In 1800, the average native-born American white male worked six days per week, ten-hours per day on the farm and averaged 5'8" tall, a full two inches taller than his English counterpart.  Some of this height advantage was from living in a dispersed population where contagion wasn't as devastating to the population.  Most, however, was likely from eating better food, especially more protein.  Of course, by modern standards, nobody in 1800 had a balanced diet.  If our 60 hour-per-week, 5'8" ancestor lived in the North, he/she ate lots of beef and wheat, and in the South tons of corn and pork.  All of this came with plenty of milk, cream and butter.  As one historian summarized, this diet was "monotonous and constipating."

Now, cast ahead about 140 years to World War II.  The average native-born American white male enlisting in the Army was--guess?--5'8" tall.  No change in 140 years.

Though, in fact, a funny thing happened on the way to WWII.

It was called the Industrial Revolution.  It meant the growth of high stress, smoky, dirty, dangerous factories and urban areas.  And part of this so-called "urban stress" was nutritional.  People on meager wages tended to pay their rent before they bought good food.  Reliable logistics from farm to city were still being invented.  
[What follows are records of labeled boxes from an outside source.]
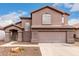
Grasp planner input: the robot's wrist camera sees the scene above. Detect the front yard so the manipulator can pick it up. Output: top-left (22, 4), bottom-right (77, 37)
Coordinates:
top-left (0, 47), bottom-right (41, 56)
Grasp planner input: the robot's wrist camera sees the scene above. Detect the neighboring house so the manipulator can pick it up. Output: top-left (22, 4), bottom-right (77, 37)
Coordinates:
top-left (4, 6), bottom-right (75, 43)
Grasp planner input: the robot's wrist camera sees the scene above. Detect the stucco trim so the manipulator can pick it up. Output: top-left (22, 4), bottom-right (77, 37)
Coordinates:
top-left (3, 21), bottom-right (22, 30)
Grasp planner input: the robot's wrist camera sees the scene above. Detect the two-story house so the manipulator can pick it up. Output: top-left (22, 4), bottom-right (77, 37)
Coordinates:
top-left (4, 6), bottom-right (75, 43)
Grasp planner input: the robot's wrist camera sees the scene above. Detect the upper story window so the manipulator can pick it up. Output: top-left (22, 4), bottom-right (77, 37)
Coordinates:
top-left (25, 23), bottom-right (30, 31)
top-left (42, 13), bottom-right (51, 24)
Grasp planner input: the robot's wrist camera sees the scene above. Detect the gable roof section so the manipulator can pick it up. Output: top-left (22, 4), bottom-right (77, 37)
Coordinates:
top-left (3, 21), bottom-right (22, 29)
top-left (32, 6), bottom-right (70, 15)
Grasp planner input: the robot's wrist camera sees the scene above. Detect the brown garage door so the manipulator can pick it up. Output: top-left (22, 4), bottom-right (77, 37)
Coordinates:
top-left (38, 32), bottom-right (66, 43)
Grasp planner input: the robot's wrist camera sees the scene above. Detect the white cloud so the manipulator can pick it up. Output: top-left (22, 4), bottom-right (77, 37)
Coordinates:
top-left (53, 3), bottom-right (73, 8)
top-left (53, 3), bottom-right (79, 12)
top-left (70, 3), bottom-right (79, 12)
top-left (68, 19), bottom-right (79, 25)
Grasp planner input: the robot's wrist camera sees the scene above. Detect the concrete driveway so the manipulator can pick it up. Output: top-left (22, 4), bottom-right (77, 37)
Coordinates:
top-left (39, 42), bottom-right (79, 56)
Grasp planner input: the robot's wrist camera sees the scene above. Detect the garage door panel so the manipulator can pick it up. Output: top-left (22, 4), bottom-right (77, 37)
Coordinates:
top-left (38, 32), bottom-right (66, 43)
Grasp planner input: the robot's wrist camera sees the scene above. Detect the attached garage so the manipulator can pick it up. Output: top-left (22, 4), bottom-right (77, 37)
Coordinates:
top-left (38, 32), bottom-right (66, 43)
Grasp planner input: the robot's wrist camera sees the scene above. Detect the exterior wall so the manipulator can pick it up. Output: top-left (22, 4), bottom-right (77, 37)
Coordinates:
top-left (16, 22), bottom-right (22, 28)
top-left (67, 31), bottom-right (75, 43)
top-left (23, 31), bottom-right (31, 42)
top-left (4, 26), bottom-right (22, 42)
top-left (22, 19), bottom-right (31, 28)
top-left (64, 14), bottom-right (68, 25)
top-left (31, 28), bottom-right (75, 43)
top-left (32, 8), bottom-right (67, 27)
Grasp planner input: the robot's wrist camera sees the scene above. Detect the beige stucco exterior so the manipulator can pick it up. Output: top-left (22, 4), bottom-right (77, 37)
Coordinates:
top-left (4, 6), bottom-right (75, 43)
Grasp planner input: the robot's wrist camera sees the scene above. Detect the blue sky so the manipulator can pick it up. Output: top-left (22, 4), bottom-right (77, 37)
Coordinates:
top-left (0, 3), bottom-right (79, 26)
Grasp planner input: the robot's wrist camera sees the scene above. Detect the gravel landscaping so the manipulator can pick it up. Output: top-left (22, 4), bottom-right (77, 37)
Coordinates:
top-left (0, 47), bottom-right (41, 56)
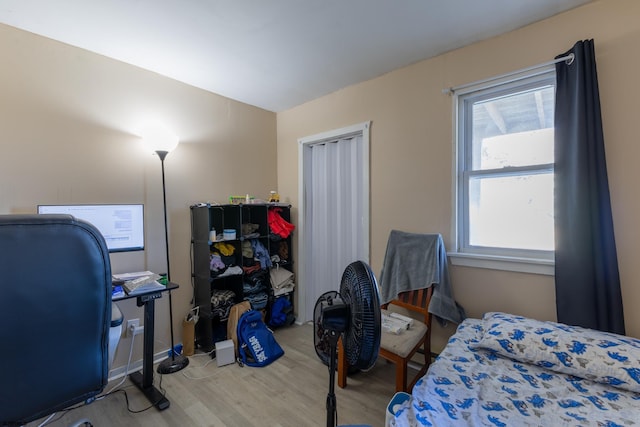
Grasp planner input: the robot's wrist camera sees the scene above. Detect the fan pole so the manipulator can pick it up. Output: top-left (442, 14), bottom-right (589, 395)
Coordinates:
top-left (327, 330), bottom-right (340, 427)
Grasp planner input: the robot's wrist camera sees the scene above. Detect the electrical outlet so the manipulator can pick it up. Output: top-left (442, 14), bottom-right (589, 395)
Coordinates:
top-left (125, 319), bottom-right (140, 337)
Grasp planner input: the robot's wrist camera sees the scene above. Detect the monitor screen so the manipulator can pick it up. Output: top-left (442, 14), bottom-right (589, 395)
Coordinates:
top-left (38, 204), bottom-right (144, 252)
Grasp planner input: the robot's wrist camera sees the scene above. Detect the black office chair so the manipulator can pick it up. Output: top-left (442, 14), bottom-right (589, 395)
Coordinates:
top-left (0, 215), bottom-right (111, 425)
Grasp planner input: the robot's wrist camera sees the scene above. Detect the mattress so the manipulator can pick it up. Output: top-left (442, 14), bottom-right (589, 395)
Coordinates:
top-left (391, 313), bottom-right (640, 426)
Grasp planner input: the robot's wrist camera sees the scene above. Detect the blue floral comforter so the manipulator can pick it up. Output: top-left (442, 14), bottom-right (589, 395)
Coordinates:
top-left (392, 313), bottom-right (640, 427)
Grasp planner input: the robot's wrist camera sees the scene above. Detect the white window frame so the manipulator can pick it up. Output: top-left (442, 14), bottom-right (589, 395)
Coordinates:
top-left (449, 66), bottom-right (555, 275)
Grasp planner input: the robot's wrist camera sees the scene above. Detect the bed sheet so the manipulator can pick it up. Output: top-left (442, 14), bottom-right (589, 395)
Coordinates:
top-left (391, 319), bottom-right (640, 427)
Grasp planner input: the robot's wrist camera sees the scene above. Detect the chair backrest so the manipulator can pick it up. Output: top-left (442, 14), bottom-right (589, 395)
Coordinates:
top-left (0, 215), bottom-right (112, 425)
top-left (382, 286), bottom-right (433, 337)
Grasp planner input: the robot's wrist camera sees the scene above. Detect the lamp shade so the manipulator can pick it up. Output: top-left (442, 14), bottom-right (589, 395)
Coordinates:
top-left (141, 123), bottom-right (179, 152)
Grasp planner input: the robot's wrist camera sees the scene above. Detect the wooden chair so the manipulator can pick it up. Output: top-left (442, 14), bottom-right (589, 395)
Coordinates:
top-left (338, 286), bottom-right (433, 393)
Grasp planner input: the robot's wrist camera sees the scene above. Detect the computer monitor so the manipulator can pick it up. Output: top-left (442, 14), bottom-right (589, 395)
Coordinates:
top-left (38, 204), bottom-right (144, 252)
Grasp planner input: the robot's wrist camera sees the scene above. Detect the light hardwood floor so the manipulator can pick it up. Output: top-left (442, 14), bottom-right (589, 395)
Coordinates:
top-left (29, 324), bottom-right (395, 427)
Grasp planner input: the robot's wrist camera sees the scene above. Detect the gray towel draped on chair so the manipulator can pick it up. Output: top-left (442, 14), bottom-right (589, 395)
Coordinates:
top-left (380, 230), bottom-right (466, 325)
What happened?  The average height of the native-born U.S. male population fell by nearly two inches from 1800 to a low point in the 1880s, and did not recover to 5'8" until the 1920s.

At the same time--as you might expect--male life expectancy declined from about 47 in 1800 to 41 in 1850.  Women had it even worse; as a group, they went from 48 to 37.1 years--and undernourished women carrying smaller babies was probably the most direct link to a shorter population. 

A Short History of American Capitalism adds:
The evidence so far indicates that females began to experience nutritional stress earlier than men during a downturn and were less likely to show improvements in an upswing. . .Social class and occupation also played a large part in the decline. . .In all studies without exception, the positive relationship between social status and physical stature has been consistently documented in various societies and at different times. . .
Out of nine industrialized capitalist countries, the United States experienced the longest decline in stature—sixty years.  The antebellum years constituted the bulk of this period. . .Growing inequality of wealth combined with rising food prices, and the falling birth weights of babies of poor women suggest that the quality of life may have decayed for the lower classes.
Clearly, when Americans made their move from farm to factory in the early years of the Industrial Revolution, they found working conditions tougher, sometimes much tougher, than on the farm.  And good, plentiful protein was harder to come by.  At the Chicopee Manufacturing Company, a Massachusetts textile mill that began operating in 1823, the average workday began at 5 a.m. and lasted until 7:30 p.m. with two half-hour breaks for breakfast and dinner.  13.5 hours of daily industrial misery.  Cotton fly filled the air, permanently damaging lungs.  Heat was oppressive.  Dangerous machinery sat everywhere.  When England limited children to 48-hour weeks, a factory manager complained that it became hard to get anything done.

Today, the average height for an American male is approaching 5' 10".  

Back to Today

Imagine, now, if you were employed by one of the Globe's "Top Places to Work."  Unlimited vacation.  Free catered protein.  A kegerator!  If poor work conditions and nutrition make you shorter, what would Top Work Conditions, Copious Protein and Beer Every Friday do for you?

You should be, what. . .about eight feet tall?!

Next time I'm in Boston, I'm finding the happy eight-footers walking the streets, following them to their offices, and dropping off a resume.  Those are clearly the companies we all should be working for.  Besides, this 5'8" stuff is for the birds.